Are Christians religions all cults?

by SpiceItUp 21 Replies latest watchtower beliefs

  • StinkyPantz


    I PMed you last night right after you left chat actually. As for my comment above, I was serious, I don't want to be called that again.

    And yes, I do accept worship.

    Let's just be friends okay?

  • LittleToe

    Aye, religion is a cult, in the same way as government is a cult.
    You see, it's all about rules, and control, and the fear of incarceration...

    IMHO, there is a broad distinction between mainstream religion and cults.
    That doesn't mean that I'm all for religion perse, as I think it has it's dangers.

  • Yerusalyim

    Technically the answer is yes. Webster's 9th New Collegiate Dictionary defines cult as:

    1: Formal religious veneration: WORSHIP 2: A system of religious beliefs and ritual: also: its body of adherents.
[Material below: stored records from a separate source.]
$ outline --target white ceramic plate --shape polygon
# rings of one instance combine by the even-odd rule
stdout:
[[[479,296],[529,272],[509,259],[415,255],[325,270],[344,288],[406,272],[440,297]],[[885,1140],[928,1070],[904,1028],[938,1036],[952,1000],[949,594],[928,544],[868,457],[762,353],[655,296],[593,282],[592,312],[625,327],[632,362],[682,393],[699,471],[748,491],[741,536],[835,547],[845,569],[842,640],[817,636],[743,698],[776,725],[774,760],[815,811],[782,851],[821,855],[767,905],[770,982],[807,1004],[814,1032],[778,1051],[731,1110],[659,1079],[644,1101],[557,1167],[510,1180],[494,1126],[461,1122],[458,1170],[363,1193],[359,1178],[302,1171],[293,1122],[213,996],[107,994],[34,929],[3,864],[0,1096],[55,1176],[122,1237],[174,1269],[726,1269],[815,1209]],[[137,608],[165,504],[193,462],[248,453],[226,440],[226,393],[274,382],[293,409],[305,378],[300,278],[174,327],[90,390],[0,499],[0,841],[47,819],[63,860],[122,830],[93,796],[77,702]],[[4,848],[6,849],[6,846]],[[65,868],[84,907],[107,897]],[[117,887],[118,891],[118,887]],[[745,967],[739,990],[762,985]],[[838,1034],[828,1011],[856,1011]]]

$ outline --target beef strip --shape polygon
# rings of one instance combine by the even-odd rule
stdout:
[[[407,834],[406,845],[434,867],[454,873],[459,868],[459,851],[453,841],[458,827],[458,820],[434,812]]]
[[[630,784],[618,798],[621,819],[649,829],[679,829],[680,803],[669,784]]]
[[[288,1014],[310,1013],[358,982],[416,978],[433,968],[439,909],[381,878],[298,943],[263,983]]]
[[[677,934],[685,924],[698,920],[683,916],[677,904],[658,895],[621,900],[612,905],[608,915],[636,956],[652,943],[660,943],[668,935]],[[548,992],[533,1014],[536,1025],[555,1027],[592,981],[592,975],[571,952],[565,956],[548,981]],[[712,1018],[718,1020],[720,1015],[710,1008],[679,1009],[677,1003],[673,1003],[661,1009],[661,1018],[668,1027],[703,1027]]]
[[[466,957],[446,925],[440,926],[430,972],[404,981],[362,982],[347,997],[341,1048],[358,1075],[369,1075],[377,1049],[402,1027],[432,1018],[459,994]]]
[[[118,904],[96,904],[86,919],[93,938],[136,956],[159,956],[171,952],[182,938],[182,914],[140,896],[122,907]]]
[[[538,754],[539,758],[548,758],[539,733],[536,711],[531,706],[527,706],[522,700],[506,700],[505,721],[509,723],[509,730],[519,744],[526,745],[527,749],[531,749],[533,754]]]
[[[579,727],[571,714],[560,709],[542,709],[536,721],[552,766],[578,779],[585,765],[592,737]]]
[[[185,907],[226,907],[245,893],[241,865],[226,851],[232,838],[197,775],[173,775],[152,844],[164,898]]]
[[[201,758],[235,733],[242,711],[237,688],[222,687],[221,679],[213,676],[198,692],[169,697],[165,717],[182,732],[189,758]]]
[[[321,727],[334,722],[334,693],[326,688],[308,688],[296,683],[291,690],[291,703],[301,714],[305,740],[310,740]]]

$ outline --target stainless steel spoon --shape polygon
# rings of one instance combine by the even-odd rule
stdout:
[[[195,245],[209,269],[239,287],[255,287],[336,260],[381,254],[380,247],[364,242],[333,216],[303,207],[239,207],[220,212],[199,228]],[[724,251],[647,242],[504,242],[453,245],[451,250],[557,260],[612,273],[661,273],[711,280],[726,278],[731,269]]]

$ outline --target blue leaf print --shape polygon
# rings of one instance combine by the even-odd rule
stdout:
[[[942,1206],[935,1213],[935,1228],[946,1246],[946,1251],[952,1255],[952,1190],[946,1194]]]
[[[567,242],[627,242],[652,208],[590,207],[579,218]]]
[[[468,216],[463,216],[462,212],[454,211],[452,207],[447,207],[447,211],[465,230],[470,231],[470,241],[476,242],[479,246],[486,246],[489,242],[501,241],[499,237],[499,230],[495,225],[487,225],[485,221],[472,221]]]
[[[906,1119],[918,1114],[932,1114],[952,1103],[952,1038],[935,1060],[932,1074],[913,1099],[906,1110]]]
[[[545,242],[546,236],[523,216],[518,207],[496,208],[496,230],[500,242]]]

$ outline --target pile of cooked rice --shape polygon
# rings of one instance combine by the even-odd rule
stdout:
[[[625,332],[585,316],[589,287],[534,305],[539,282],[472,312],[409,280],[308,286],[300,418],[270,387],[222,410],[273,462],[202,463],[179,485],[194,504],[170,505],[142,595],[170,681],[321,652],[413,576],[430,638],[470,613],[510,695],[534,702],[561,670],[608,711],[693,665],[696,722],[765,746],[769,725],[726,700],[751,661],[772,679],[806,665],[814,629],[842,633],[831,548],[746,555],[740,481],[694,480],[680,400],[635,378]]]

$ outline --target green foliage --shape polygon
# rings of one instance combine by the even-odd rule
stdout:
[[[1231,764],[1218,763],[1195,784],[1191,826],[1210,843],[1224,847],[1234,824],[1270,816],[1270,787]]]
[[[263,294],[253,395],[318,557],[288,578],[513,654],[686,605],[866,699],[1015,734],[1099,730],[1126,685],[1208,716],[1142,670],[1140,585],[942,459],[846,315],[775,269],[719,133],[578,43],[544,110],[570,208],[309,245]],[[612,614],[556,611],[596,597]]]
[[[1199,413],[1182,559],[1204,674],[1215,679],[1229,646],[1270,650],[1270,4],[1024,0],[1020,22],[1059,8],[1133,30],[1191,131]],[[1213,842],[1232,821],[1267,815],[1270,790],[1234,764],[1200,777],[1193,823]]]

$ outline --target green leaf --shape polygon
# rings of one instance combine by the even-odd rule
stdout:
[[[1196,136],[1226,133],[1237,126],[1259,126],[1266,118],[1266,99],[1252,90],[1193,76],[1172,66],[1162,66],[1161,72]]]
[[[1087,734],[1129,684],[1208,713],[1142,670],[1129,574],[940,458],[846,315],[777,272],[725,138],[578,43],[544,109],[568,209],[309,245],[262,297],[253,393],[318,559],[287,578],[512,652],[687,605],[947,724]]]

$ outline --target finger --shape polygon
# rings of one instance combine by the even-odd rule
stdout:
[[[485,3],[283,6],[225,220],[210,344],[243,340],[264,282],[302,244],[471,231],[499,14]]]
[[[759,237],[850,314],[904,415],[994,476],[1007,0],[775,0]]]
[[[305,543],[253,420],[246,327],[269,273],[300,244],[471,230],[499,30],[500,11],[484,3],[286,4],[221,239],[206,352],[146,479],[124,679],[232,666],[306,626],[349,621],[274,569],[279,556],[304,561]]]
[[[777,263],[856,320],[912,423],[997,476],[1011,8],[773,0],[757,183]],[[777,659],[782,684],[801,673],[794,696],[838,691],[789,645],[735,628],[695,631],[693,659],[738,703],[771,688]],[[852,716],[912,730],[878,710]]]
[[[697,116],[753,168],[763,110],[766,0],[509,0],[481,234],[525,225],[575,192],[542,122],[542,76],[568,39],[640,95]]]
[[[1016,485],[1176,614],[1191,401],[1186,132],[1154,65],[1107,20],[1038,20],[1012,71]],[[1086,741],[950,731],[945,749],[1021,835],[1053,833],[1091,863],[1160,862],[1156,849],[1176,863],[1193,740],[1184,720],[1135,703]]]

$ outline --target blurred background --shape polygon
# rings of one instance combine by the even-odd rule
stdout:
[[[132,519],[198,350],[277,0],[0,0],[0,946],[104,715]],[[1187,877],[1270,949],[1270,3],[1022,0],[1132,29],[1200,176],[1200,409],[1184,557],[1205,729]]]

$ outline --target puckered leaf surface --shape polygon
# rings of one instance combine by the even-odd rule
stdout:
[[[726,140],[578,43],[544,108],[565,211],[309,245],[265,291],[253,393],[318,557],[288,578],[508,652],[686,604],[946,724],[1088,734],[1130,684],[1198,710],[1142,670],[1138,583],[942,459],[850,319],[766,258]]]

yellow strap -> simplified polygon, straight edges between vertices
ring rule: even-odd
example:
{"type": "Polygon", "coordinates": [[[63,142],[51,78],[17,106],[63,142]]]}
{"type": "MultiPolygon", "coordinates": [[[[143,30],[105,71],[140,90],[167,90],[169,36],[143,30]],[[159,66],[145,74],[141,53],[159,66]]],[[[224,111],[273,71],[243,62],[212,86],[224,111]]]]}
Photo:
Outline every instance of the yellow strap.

    It's not until the fourth entry that you get to the negative connatations that the word cult holds in today's society.

    Thanks for letting me share.


  • MikeMusto

    JW are not any more a cult than the Catholic church, or the Southern Baptist Convention

  • DJ

    I agree LT, as usual........maybe we are a cult.... dj

  • ozziepost

    It seems to me.......

    that many don't see that there is a big difference between being a christian (an individual thing) and being a member of some group/association, be it denomination, sect, cult or whatever.

    For example, I could say " I am a christian who associates with a presbyterian church."

    Or I could say " I have changed religions and I am now a Presbyterian."

    There is a difference. It's the Borg and its teaching about "organisation" which has conditioned so many to think in its terms i.e. organisations.

    Cheers, Ozzie

  • DJ


    Thanks for making it clear what I meant....LOL dj

  • jgnat

    I am reading a book right now that is on my Lifetime list of greats. It is called Becoming Human by Jean Vanier. He describes the balance between chaos and community; our very human desire to avoid chaos and seek community with others.

    I have had very positive experiences of community; in the West Indies, small town Alberta, my church, and even my neighbours. I enjoy the sense of security, identity, and belonging. Mr. Vanier points out that community is healthy and good as long as it does not subsume individuality. A healthy community must be open enough to welcome strangers, accept new ideas, and allow criticism by individuals. If a community becomes too closed in on itself, it can be cruel to "outsiders", and even warlike in their intentions. Individuals can be crushed in an oppressive community. All in an effort to protect the community.

    Mr. Vanier applies this concept of community across all organizations and institutions such as nations, religions, businesses. He makes lots of sense to me.

    Using these concepts, a religion can become cruel (or cultlike) if they become so closed in on themselves that they no longer allow individualism, criticism. Are all men murderers? No, thank goodness. Do we all have the potential to be murderers, in our heart of hearts? I think so. Are all religions cults? No. Do all religions have the potential to become cultic? I think so. Knowing this, I think we all have an obligation to be vigilant, and not allow any community, even this board, to be so closed in and secure that we cannot allow a dissenting voice.

  • Introspection

    I have an online chat buddy who is an adult looking to become a Catholic, she is very well read and actually understands and agrees with ideas from say, Buddhism for example. The interesting thing here is she's not a poser about it either, usually the ideas come up before the source is mentioned, IF it is mentioned at all - so she's not one of those people that quotes stuff from a book to try to sound like they have a grasp on it, she actually does have a grasp on it. It depends on the individual's attitude.

    Now if you want to talk about the individual churches and so on, obviously you're going to have a broad spectrum on the scale. Of course, the cult thinkers are more likely to call the less cult-like ones false Christians because they can't see past what they themselves consider to be Christian. This attitude doesn't require any religion though, you can just have your own cult with one member if you have that attitude.

  • peacefulpete

    Do you venerate or worship a man? (eg Jesus) If so you are a cult member. Do you make decisions based upon the thoughts and direction of a man rather than analyse the matter from many perspectives? If so, you are a cult member. Christian means "a follower of Christ". Assuming onto oneself the name "Christian" rather than coining a new one to describe your position, implies a desire to imitate those who have preceeded you as a Christian. Many who call themselves Christian denounce/ignore the apocalypic and elitist aspects of Christianity but find value in selected passages as they equally do other works of "wisdom" the world has preserved, these by misappying the word "Christian" to themselves may not be open to the label "cult member". Ironically, these might more properly be called, "worldly". Just my thoughts.